In the baseline scenario the controllers were asked to manually enter all clearances into the aircraft radar labels, i.e. entering the altitude value of a DESCEND clearance, the speed value of a REDUCE clearance, the cleared heading or waypoint and so on.
While evaluation of the trials are still ongoing, some very clear results are already available. The total simulation time overall runs were 101,400 seconds, i.e. all controllers together spent 50,700 seconds within the baseline scenarios and also the same amount in the solution scenarios. The controllers spent in the baseline runs roughly 12,800 seconds for maintaining the clearance information within the aircraft radar labels. The project measured the time whenever the controller opened a menu to enter a clearance until the desired value was selected. More than 5,900 commands were entered manually in the baseline runs, i.e. an input roughly required 2.2 seconds.
In the solution runs the controllers only needed to enter a value, when the ASRU failed to recognize the given clearance, i.e. either nothing was recognized or a wrong value or command type were recognized.

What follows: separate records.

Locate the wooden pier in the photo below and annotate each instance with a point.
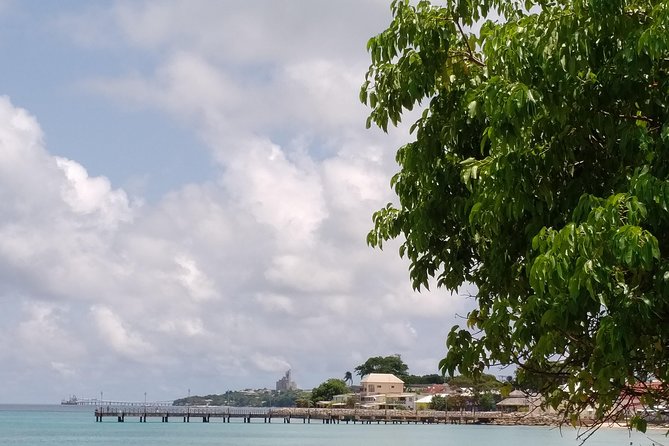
(185, 414)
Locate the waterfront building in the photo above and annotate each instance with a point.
(286, 383)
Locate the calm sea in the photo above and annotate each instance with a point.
(75, 425)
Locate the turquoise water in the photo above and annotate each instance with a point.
(74, 426)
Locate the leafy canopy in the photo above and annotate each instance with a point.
(328, 389)
(538, 172)
(383, 364)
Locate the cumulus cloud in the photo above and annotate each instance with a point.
(233, 280)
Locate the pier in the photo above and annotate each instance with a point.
(186, 414)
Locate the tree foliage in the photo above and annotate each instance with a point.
(328, 389)
(383, 364)
(539, 173)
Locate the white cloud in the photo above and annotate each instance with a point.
(238, 279)
(270, 363)
(115, 333)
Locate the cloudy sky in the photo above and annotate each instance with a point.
(185, 191)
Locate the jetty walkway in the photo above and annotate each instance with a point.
(287, 415)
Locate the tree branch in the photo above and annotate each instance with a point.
(470, 52)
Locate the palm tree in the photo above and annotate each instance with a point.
(348, 378)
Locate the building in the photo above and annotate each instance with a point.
(381, 383)
(385, 391)
(286, 383)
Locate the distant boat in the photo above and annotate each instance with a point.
(72, 401)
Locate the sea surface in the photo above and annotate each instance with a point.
(75, 425)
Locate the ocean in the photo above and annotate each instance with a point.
(57, 425)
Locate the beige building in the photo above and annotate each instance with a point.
(381, 383)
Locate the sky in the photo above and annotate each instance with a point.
(185, 191)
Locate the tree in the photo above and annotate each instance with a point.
(438, 403)
(383, 364)
(348, 378)
(538, 172)
(328, 389)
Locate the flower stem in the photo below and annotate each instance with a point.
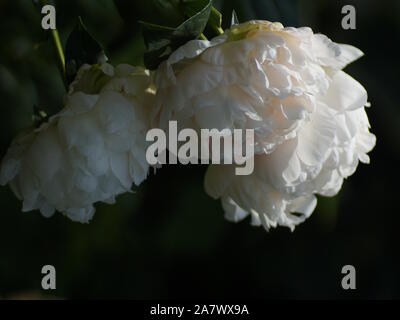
(202, 36)
(218, 30)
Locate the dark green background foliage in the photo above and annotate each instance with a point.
(169, 239)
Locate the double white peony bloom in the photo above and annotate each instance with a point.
(287, 84)
(92, 150)
(308, 116)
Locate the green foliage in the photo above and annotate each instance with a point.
(81, 48)
(162, 40)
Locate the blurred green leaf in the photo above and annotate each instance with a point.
(81, 48)
(162, 40)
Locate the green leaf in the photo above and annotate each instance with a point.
(161, 41)
(39, 116)
(81, 48)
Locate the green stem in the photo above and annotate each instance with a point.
(202, 36)
(60, 54)
(59, 50)
(216, 29)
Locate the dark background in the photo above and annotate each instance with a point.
(169, 239)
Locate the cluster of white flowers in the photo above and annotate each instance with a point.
(308, 116)
(286, 84)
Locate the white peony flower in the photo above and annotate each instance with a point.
(91, 151)
(308, 116)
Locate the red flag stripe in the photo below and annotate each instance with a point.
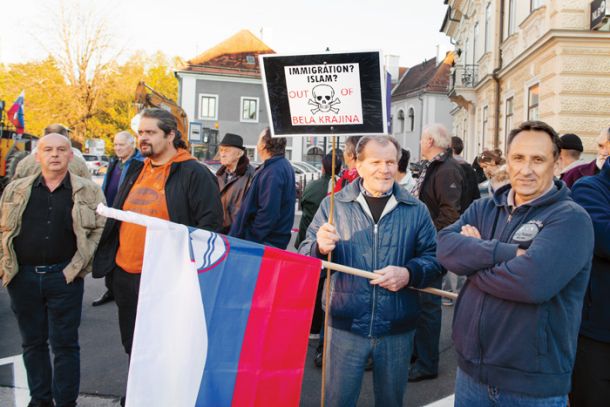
(270, 373)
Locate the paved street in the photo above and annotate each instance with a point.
(104, 364)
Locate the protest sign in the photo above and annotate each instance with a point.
(325, 94)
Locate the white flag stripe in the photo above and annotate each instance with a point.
(167, 360)
(138, 219)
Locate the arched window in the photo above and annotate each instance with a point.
(401, 121)
(411, 119)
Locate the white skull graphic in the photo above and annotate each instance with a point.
(323, 99)
(323, 95)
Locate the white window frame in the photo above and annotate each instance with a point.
(241, 109)
(536, 4)
(208, 96)
(485, 121)
(475, 33)
(411, 122)
(528, 86)
(488, 27)
(507, 130)
(401, 120)
(512, 17)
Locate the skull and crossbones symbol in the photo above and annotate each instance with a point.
(323, 99)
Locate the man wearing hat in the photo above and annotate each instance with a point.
(234, 177)
(571, 149)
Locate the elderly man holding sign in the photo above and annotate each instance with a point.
(377, 227)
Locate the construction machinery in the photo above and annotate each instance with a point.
(13, 148)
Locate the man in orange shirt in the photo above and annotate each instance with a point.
(170, 184)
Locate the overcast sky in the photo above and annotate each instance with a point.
(408, 28)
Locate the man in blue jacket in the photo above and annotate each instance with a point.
(378, 227)
(126, 152)
(526, 253)
(266, 215)
(591, 378)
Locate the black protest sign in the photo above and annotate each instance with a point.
(324, 94)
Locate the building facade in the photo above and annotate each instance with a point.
(520, 60)
(420, 98)
(222, 90)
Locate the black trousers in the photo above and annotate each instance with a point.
(108, 283)
(126, 287)
(591, 376)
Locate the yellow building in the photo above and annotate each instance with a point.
(523, 60)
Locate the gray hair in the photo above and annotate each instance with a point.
(381, 140)
(439, 134)
(127, 136)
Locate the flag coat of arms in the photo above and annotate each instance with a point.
(221, 321)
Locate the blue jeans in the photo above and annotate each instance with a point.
(48, 310)
(348, 357)
(428, 331)
(471, 393)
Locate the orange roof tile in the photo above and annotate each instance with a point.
(243, 42)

In all 20 solution runs together only 154 commands were manually entered. The controllers needed 405 seconds in total for these corrections, i.e. roughly 2.6 seconds. The results are very, very clear: In the baseline scenarios not supported by ASRU the controllers spent more than 25% of the simulation time with the radar label maintenance. In the solution scenarios supported by ASRU the ATCo’s needed less than 1% of the time for this task. Even if we assume that mechanisms for manually entering the commands in the HMI dramatically improve, an input time of at least one second per command will still remain. That means, the controllers would still need 12% of their time for the radar label maintenance instead of just 1% when ASRU support is available.
12 to 25 times more additional mental capacity of the controllers is principle available when ASRU support is available. Therefore, the next steps will be the evaluation of the average flight time per aircraft in the baseline and solution scenarios and, how many given commands were not entered correctly into the radar labels, when ASRU is used and even more important, if also wrong label entries exist, when the controllers enters all commands manually, i.e. when he has the additional workload with the radar label maintenance task.